Symmetry-resolved magnetoelastoresistance in multivalley bismuth

TL;DR

This study investigates how magnetic fields and strain influence the electronic valleys in bismuth, revealing that symmetry-resolved magnetoelastoresistance can probe valley-dependent states and their response to external stimuli.

Contribution

It introduces a symmetry-resolved analysis of magnetoelastoresistance in bismuth, highlighting the distinct behaviors of symmetric and antisymmetric components under magnetic fields.

Findings

Symmetric component remains nearly constant with magnetic field.

Antisymmetric component dominates the magnetoelastoresistance response.

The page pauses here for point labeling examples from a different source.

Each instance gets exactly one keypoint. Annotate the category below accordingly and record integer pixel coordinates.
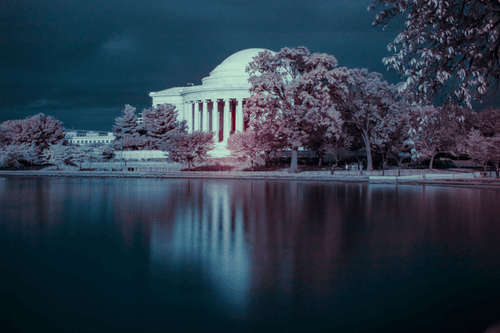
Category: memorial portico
(217, 104)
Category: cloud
(44, 103)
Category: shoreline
(485, 183)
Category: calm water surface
(145, 255)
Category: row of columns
(200, 118)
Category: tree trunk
(369, 160)
(432, 161)
(295, 161)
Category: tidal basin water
(178, 255)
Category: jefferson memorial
(217, 104)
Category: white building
(83, 137)
(217, 104)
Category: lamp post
(121, 142)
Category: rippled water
(146, 255)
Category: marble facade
(217, 104)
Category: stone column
(215, 117)
(205, 116)
(227, 119)
(188, 112)
(196, 116)
(239, 115)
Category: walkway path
(339, 176)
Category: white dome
(231, 72)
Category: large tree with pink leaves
(290, 89)
(370, 104)
(39, 131)
(446, 46)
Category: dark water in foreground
(145, 255)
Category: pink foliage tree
(159, 124)
(445, 43)
(372, 105)
(39, 131)
(125, 130)
(290, 89)
(435, 130)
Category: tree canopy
(290, 89)
(39, 131)
(445, 43)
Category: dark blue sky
(81, 61)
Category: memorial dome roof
(231, 71)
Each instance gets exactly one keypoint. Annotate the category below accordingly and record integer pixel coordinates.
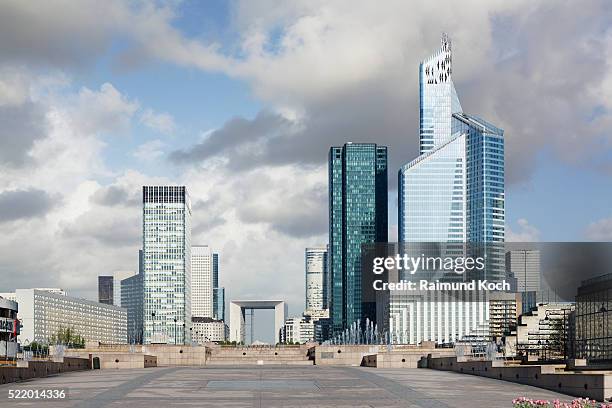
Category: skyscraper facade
(357, 215)
(452, 193)
(201, 281)
(167, 264)
(105, 290)
(218, 292)
(132, 297)
(316, 278)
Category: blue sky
(241, 100)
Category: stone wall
(594, 385)
(355, 355)
(140, 356)
(36, 369)
(260, 355)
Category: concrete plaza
(276, 386)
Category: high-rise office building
(167, 264)
(132, 299)
(218, 292)
(106, 289)
(357, 215)
(201, 281)
(437, 98)
(219, 303)
(316, 278)
(452, 193)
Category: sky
(241, 100)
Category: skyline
(74, 181)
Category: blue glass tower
(452, 193)
(357, 215)
(218, 292)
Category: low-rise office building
(206, 329)
(298, 330)
(593, 320)
(504, 311)
(9, 328)
(43, 314)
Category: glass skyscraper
(218, 292)
(202, 279)
(357, 215)
(132, 301)
(167, 264)
(452, 193)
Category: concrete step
(260, 362)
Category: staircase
(259, 355)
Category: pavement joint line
(114, 394)
(404, 392)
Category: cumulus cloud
(150, 150)
(525, 233)
(600, 230)
(160, 122)
(24, 204)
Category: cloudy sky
(241, 100)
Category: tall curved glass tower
(452, 193)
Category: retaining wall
(37, 369)
(594, 385)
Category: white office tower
(201, 281)
(316, 279)
(43, 313)
(167, 264)
(298, 330)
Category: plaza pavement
(275, 386)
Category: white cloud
(150, 151)
(106, 110)
(160, 122)
(600, 230)
(526, 232)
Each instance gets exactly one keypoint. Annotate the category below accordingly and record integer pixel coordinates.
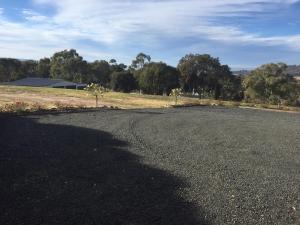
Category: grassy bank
(15, 98)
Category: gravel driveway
(198, 165)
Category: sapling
(96, 90)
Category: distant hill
(293, 70)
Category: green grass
(35, 98)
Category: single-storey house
(47, 82)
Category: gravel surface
(199, 165)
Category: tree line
(196, 74)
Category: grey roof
(43, 82)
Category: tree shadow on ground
(59, 174)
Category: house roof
(43, 82)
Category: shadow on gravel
(57, 174)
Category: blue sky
(242, 33)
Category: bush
(16, 107)
(122, 81)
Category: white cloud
(31, 15)
(118, 23)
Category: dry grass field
(35, 98)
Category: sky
(242, 33)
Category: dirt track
(200, 165)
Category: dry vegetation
(13, 98)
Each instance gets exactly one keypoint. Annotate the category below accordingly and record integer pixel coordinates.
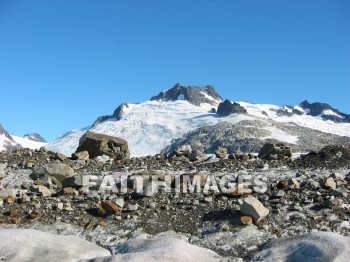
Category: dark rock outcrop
(317, 109)
(227, 108)
(193, 94)
(99, 144)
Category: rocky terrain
(241, 207)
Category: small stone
(279, 193)
(330, 183)
(132, 207)
(208, 199)
(102, 223)
(60, 157)
(246, 220)
(44, 191)
(119, 202)
(254, 208)
(109, 207)
(13, 213)
(82, 155)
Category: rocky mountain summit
(193, 94)
(174, 115)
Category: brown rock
(246, 220)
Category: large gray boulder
(99, 144)
(254, 208)
(281, 150)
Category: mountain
(151, 126)
(6, 141)
(10, 142)
(35, 137)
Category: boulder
(83, 155)
(198, 155)
(57, 172)
(227, 108)
(281, 150)
(254, 208)
(184, 150)
(99, 144)
(44, 191)
(221, 152)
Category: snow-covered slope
(273, 112)
(27, 143)
(150, 126)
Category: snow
(26, 143)
(167, 246)
(34, 245)
(316, 246)
(150, 126)
(5, 141)
(316, 123)
(280, 135)
(331, 113)
(211, 98)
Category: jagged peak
(193, 94)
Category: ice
(167, 246)
(34, 245)
(316, 246)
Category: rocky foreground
(271, 207)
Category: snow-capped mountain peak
(151, 126)
(35, 137)
(193, 94)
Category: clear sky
(63, 63)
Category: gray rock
(221, 152)
(99, 144)
(254, 208)
(58, 171)
(275, 149)
(82, 155)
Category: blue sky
(64, 63)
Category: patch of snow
(331, 113)
(167, 246)
(27, 143)
(34, 245)
(316, 246)
(280, 135)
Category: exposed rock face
(221, 152)
(227, 108)
(280, 150)
(57, 172)
(250, 136)
(326, 111)
(117, 115)
(35, 137)
(99, 144)
(193, 94)
(7, 141)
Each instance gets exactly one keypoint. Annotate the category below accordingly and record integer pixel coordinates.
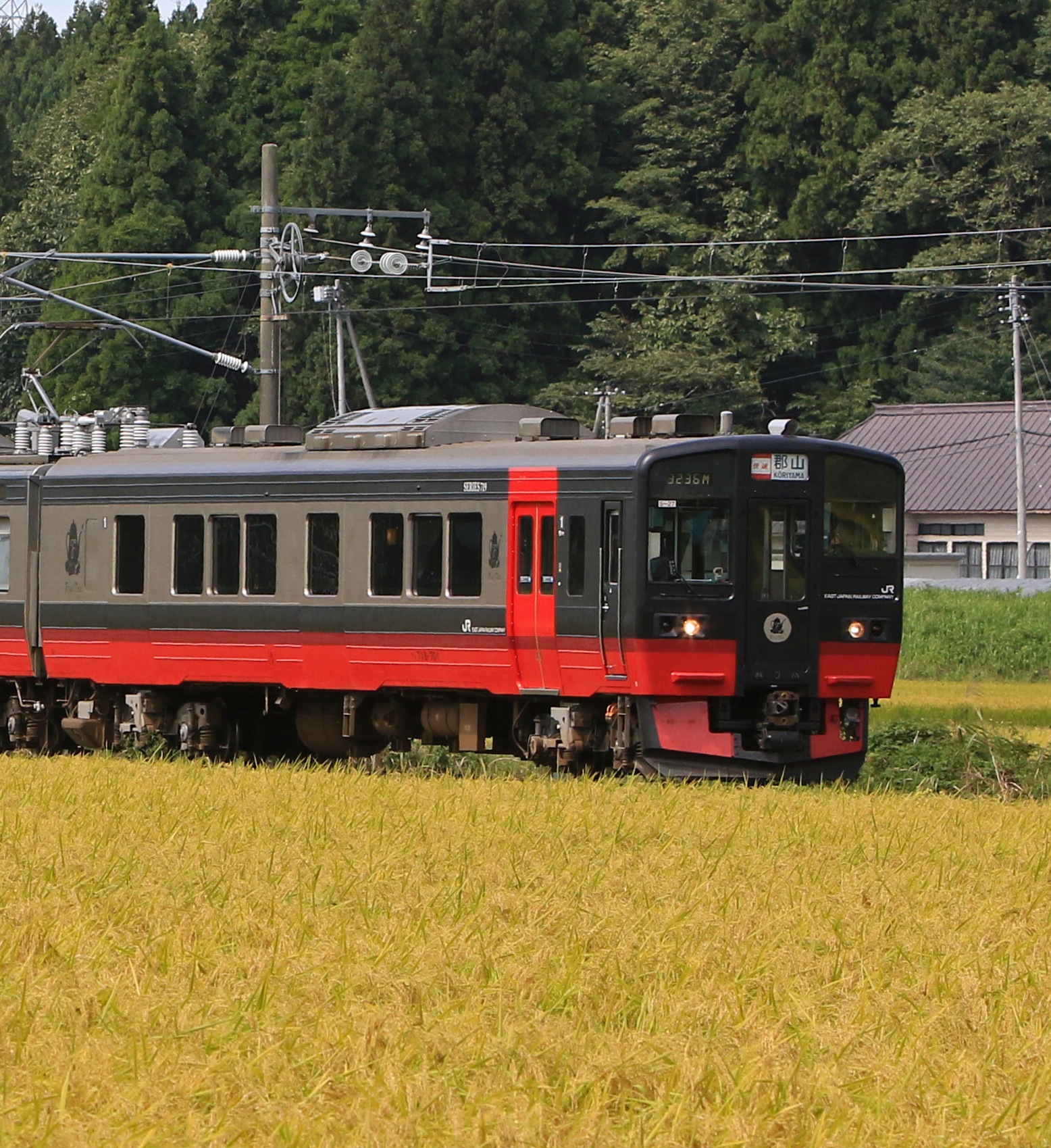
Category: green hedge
(977, 634)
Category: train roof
(592, 455)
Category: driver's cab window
(689, 542)
(777, 543)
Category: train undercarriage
(765, 735)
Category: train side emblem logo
(777, 627)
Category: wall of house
(987, 543)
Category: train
(670, 599)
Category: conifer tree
(151, 189)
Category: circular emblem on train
(777, 627)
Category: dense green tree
(483, 114)
(149, 189)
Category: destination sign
(780, 468)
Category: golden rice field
(205, 955)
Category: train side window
(427, 547)
(225, 553)
(526, 553)
(188, 558)
(323, 553)
(465, 556)
(130, 574)
(5, 553)
(388, 549)
(578, 555)
(548, 553)
(613, 547)
(261, 553)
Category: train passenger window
(613, 547)
(323, 553)
(861, 507)
(261, 553)
(548, 553)
(5, 553)
(130, 574)
(526, 553)
(427, 547)
(465, 556)
(578, 553)
(188, 559)
(225, 553)
(778, 548)
(388, 548)
(689, 542)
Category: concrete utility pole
(1017, 320)
(269, 400)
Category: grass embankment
(201, 955)
(975, 635)
(972, 704)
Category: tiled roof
(959, 457)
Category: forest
(781, 185)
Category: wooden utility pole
(269, 368)
(1017, 320)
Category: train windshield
(861, 507)
(690, 542)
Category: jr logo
(777, 627)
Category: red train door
(532, 581)
(612, 561)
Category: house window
(1003, 559)
(323, 553)
(970, 558)
(1040, 559)
(131, 553)
(952, 528)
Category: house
(959, 484)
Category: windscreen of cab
(862, 499)
(689, 540)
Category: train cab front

Magnetic field modifies valley mobility and induces valley polarization.

Abstract

We report a symmetry-resolved study of longitudinal magnetoelastoresistance (MER) in the multivalley material bismuth, with the current, uniaxial stress, and magnetic field all applied along the binary axis. The magnitude of MER exhibits a steep increase at low magnetic fields, reaches a peak, and then gradually decreases at higher fields. By decomposing the strain response into symmetric and antisymmetric symmetry channels, we reveal contrasting magnetic field dependencies. Despite the overall non-monotonic field dependence of the MER, the symmetric component remains nearly constant under magnetic fields, suggesting that the valleys in bismuth preserve a rigid-band nature against strain even in the presence of a magnetic field. In contrast, the antisymmetric component, associated with mobility anisotropy, dominates the MER response in a magnetic field. At low magnetic fields, the applied field effectively modifies the apparent mobility of each valley, leading to an enhancement in the magnitude of the antisymmetric MER. At higher fields, field-induced valley polarization further modifies this mobility anisotropy by altering the contributions from each valley's mobility, accounting for the moderate suppression of the MER. These findings demonstrate that symmetry-resolved MER serves as a powerful probe of valley-dependent electronic states and provides a fundamental platform for understanding the interplay between magnetic field, strain, and charge transport.